May 12-23, 2005
Screenings and symposium in New York City and Washington, D.C.
Festival Overview
First Nations\First Features celebrates the groundbreaking feature films of indigenous directors from around the globe. Over the past two decades, these filmmakers have broken barriers to native film production, garnering major awards worldwide, from Cannes to Sundance to Kautokeino. The works featured in this showcase, whether classics or premieres, are “firsts” for their directors and the First Nations’ communities they come from. Drawing on both traditional and contemporary experiences, the films offer gripping stories—from warrior legends to current dilemmas of family and identity—that bring audiences into the dramas of these very different worlds with their distinctive narratives and aesthetics.
First Nations\First Features will be held May 12-23 in New York City at The Museum of Modern Art (MoMA) and in Washington, D.C. at the Smithsonian’s National Museum of the American Indian and associated screening sites.
More than twenty feature films, including three key documentaries, and several short fictions will screen in each city. The directors will introduce and discuss their work throughout the showcase. They hail from a host of First Nations communities, including Indigenous Australian, Inuit, Maori, Native North and South American, Nenet, Rotuman, and Sami.
On Thursday, March 12, 1:00-4:00 p.m., the directors will participate in a public symposium, “Cultural Creativity and Cultural Rights: On and Off Screen,” at the National Museum of the American Indian in New York City.
Organized by Sally Berger, Assistant Curator, Department of Film and Media, The Museum of Modern Art; Elizabeth Weatherford, Director, Film and Video Center, Smithsonian National Museum of the American Indian; Faye Ginsburg, Director, Center for Media, Culture, and History, and Center for Religion and Media, Department of Anthropology, New York University; and Pegi Vail, filmmaker and independent curator.
How the Showcase Came About
The curators and institutions working together on First Nations/First Features have been showcasing indigenously produced media and collaborating in their support of indigenous directors for almost three decades.
Indigenously-directed feature films first debuted in the late 1980s when three prize-winning works—the Oscar-nominated Pathfinder (1987) by Sami director Nils Gaup, Ngati (1987) by Maori director Barry Barclay, and Mauri (1988) by Maori filmmaker Merata Mita—launched a new direction that began to take root in other parts of the world.
In the 1990s, Abenaki filmmaker Alanis Obomsawin’s 1993 award-winning epic documentary Kanehsatake: 270 Years of Resistance and Arapaho/Cheyenne director Chris Eyre’s Sundance festival favorite Smoke Signals (1998) brought Native North American films into international circulation, building on the breakthrough 1984 work Itam Hakim Hopiit by Hopi media artist Victor Masayesva, Jr. Around the same time, Lee Tamahori’s Once Were Warriors (1995), one of New Zealand’s highest grossing films, catapulted Maori filmmakers into the global spotlight; in Australia and beyond, Rachel Perkins’ (Arrernte/Kalkadoon) first feature, Radiance (1998), was receiving accolades. In Bolivia, an indigenous cinema movement was taking shape during the 1990s as well, producing a number of short features, including Angels of the Earth (2001) by Patricio Luna (Aymara), and Loving Each Other in the Shadows (2001) by Marcelina Cardenas (Quechua).

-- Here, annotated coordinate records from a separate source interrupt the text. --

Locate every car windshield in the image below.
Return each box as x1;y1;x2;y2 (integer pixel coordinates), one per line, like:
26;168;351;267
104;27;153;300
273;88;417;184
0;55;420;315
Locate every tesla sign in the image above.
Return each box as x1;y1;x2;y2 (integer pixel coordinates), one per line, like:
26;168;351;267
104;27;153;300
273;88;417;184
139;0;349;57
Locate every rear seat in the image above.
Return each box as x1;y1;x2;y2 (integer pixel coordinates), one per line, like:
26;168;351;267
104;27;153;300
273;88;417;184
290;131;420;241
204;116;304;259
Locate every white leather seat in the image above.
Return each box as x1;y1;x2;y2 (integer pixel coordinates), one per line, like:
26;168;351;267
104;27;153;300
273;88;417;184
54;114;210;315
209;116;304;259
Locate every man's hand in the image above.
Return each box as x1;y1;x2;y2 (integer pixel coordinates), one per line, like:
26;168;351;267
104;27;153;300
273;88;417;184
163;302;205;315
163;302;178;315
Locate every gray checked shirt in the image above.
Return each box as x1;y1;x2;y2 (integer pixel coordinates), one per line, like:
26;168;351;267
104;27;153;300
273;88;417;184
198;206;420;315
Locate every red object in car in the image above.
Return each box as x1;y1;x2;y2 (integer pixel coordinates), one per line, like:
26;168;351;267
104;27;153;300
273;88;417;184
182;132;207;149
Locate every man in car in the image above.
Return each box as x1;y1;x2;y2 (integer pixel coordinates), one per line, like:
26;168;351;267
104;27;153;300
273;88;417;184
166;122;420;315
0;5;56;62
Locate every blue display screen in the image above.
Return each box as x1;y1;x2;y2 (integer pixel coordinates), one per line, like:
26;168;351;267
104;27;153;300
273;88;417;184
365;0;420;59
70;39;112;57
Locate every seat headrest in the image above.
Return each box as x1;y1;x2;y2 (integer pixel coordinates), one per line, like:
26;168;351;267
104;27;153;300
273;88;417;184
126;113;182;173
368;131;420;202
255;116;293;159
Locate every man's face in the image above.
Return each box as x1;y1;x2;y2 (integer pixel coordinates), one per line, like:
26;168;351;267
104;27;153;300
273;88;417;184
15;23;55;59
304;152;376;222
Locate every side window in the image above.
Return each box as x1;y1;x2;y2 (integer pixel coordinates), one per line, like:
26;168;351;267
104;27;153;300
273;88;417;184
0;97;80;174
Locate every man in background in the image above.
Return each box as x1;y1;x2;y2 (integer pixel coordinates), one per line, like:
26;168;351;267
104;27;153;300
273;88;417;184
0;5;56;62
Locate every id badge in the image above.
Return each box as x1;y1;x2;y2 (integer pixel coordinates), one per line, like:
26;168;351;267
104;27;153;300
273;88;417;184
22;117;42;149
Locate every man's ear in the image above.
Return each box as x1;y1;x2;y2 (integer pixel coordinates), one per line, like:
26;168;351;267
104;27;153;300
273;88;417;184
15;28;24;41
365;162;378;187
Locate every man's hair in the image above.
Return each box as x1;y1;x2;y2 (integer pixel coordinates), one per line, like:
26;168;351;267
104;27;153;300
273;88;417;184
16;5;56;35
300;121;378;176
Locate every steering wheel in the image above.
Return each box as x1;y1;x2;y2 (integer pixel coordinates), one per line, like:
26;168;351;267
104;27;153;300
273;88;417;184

2001 witnessed the long-awaited debut of Atanarjuat: The Fast Runner by Inuit director Zacharias Kunuk, which received the prestigious Camera d’Or prize at the Cannes Film Festival and subsequently enjoyed a remarkable international run.
This cascade of work into the new millennium provoked the New York-based festival organizers to bring first features from First Nations communities worldwide together in a showcase that recognized their overall contribution to world cinema.
Launching this series at two newly expanded major American venues—the redesigned Museum of Modern Art in New York City and the long-awaited new home for the Smithsonian’s National Museum of the American Indian in Washington, D.C.—makes a powerful statement to the film world. The prestige and leadership of these institutions, along with New York University’s Center for Religion and Media, give this outstanding program the kind of visibility it deserves in a mainstream setting. It also provides an unprecedented opportunity for New York City and Washington, D.C. audiences to encounter the directors and their extraordinary films.
A Note On The Title:
“First Nations/First Features” refers to the recent development of fiction and non-fiction feature-length film and media works by indigenous directors. Collectively, this work has established an emergent world cinema; storytelling that reflects indigenous cultural worlds, histories, aesthetics, and political concerns, building on a longer history of indigenous media production—video, satellite television, and radio.
“First Nations” is a term that came into common usage in the 1970s in Canada. Now, the term is used more broadly. It highlights the distinctive political relationship between Aboriginal peoples and the nation-state, as well as the need for continuity of cultural traditions, beliefs and languages, and ongoing rights to land, resources, and self-determination—vital issues for indigenous people everywhere.